Según el INDEC, no hay indigentes en La Rioja. Se trata de la única provincia que no registra índices de indigencia en todo el país. La tasa de pobreza descendió a 2,5 por ciento en 2012 en la Provincia. Los datos del Instituto Nacional de Estadística y Censos indican que a lo largo del año pasado mejoró la situación de las clases más bajas y de las personas en situación de exclusión social. INFORME COMPLETO
La Encuesta Permanente de Hogares (EPH) es un programa nacional que tiene por objeto relevar características sociodemográficas y socioeconómicas de la población. La estimación de la incidencia de Pobreza e Indigencia se realiza a partir de la información obtenida por la encuesta, según explica el INDEC.
Se difunden en el informe los resultados de la incidencia de Pobreza e Indigencia en hogares y personas para el total de aglomerados urbanos, correspondientes al segundo semestre de 2012.
Las estimaciones reflejan la continuidad de una pendiente descendente de las tasas que se inicia en el 1º semestre de 2003.
Los porcentajes presentados para el total de 31 Aglomerados urbanos indican que, durante el Segundo Semestre de 2012, se encuentran por debajo de la línea de pobreza 324.000 hogares, los que incluyen 1.373.000 personas.

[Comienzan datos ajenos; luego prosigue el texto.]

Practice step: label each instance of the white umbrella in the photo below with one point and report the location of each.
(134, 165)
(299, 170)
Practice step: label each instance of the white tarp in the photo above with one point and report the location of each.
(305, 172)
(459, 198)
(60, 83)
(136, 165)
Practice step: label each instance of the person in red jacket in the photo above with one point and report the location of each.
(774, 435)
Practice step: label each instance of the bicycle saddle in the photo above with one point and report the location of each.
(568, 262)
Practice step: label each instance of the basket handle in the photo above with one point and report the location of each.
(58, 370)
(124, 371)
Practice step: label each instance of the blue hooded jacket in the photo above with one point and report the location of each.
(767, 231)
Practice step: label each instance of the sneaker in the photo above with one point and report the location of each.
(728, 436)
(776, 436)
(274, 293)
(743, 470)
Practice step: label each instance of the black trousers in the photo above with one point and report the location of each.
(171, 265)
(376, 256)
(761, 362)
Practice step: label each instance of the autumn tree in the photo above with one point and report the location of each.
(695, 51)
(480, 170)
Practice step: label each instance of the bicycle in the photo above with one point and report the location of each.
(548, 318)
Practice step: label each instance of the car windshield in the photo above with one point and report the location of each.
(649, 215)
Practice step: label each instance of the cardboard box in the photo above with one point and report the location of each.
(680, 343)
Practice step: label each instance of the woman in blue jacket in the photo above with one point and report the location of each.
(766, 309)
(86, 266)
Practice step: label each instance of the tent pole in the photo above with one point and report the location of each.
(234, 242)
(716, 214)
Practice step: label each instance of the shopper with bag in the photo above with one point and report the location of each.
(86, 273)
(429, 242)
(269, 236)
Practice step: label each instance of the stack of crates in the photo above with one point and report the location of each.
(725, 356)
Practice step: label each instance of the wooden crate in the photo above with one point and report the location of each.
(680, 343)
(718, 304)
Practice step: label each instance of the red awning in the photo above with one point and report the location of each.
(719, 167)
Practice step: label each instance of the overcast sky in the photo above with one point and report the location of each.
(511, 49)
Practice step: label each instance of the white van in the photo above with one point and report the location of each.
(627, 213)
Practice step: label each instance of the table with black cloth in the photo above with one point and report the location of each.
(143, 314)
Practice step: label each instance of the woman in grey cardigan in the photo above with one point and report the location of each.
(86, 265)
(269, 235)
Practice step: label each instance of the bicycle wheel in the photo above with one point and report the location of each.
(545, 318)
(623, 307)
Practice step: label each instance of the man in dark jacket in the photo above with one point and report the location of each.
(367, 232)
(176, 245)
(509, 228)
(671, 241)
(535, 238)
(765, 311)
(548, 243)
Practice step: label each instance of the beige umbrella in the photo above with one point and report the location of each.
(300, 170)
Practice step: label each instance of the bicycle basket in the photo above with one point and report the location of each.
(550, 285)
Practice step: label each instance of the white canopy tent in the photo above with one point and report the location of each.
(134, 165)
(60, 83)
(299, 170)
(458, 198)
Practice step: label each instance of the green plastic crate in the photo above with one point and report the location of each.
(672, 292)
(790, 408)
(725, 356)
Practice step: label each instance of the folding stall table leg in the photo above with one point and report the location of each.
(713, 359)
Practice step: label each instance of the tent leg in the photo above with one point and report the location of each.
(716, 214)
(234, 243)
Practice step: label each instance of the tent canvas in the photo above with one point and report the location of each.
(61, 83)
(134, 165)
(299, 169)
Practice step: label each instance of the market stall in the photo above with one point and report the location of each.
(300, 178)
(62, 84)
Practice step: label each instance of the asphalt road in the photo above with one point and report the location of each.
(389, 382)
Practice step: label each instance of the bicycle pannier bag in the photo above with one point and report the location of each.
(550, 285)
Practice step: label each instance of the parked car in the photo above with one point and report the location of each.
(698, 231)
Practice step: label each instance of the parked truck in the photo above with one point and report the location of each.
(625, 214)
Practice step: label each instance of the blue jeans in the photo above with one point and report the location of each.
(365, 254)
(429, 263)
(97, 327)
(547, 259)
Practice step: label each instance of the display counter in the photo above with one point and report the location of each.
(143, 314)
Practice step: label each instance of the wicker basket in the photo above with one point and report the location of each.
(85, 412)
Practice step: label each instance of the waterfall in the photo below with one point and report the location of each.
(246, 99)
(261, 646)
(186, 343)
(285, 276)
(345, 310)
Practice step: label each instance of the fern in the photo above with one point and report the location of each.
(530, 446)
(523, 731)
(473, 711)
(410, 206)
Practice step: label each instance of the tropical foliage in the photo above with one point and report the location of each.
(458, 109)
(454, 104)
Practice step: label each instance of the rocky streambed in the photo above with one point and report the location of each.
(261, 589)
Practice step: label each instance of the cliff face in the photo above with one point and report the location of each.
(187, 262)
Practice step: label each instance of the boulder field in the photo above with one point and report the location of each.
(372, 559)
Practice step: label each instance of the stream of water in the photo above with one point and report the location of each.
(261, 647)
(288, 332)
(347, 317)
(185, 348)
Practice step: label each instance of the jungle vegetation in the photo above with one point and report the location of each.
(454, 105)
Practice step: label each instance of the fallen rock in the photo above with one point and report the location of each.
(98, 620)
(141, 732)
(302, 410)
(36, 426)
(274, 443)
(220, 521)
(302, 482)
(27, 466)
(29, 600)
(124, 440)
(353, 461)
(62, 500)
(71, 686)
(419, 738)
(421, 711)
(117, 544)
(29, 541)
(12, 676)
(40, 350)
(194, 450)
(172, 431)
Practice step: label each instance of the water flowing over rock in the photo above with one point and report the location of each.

En ese conjunto, 122.000 hogares se encuentran, a su vez, bajo la línea de indigencia, lo que supone 386.000 personas indigentes. Al observar los datos puede verse que la incidencia de la pobreza es mayor para las personas que para los hogares, lo que indica que, en promedio, los hogares pobres tienen más miembros que los no pobres. Es decir, que las diferencias no provienen de una metodología diferente, sino del tamaño de los hogares en ambos grupos.
Se presentan a continuación la proporción de hogares y personas pobres e indigentes para cada región estadística y cada uno de los 31 aglomerados relevados por la EPH, el conjunto de aglomerados de 500.000 y más habitantes y el conjunto de aglomerados de menos de 500.000 habitantes.
El método de Líneas de Pobreza e Indigencia se caracteriza por la comparación de los totales de ingreso declarados por los miembros del hogar, con los ingresos estimados requeridos para la satisfacción de las necesidades de las personas.
Esto implica que no se identifican necesidades no satisfechas sino que se asume que los hogares cuyos ingresos son inferiores a las correspondientes líneas, pueden ser caracterizados como pobres o como pobres indigentes.
La estimación de la incidencia de indigencia se realiza comparando los totales de ingresos declarados por los miembros del hogar entrevistado con la línea de indigencia correspondiente, según características de sus componentes.
La línea de indigencia se establece a partir del valor monetario de la Canasta Básica Alimentaria1, que representa a los productos requeridos para la cobertura de un umbral mínimo de necesidades energéticas y proteicas de cada miembro del hogar.
La línea de pobreza representa el valor monetario de una Canasta Básica Total (CBT), canasta de bienes y servicios obtenida a través de la ampliación de la Canasta Básica Alimentaria. Los hogares cuyos ingresos sean menores a la CBT se caracterizan en el estudio como pobres.
Ambas canastas no son homogéneas para toda la población de referencia y se ajustan de acuerdo con algunas características de los hogares y sus componentes.
A efectos de dar continuidad a la serie histórica de las estimaciones de pobreza e indigencia, para el total de los aglomerados urbanos, se utilizó la metodología de transición implementada a partir del año 2001, con el tratamiento de reponderación de la no respuesta de ingresos.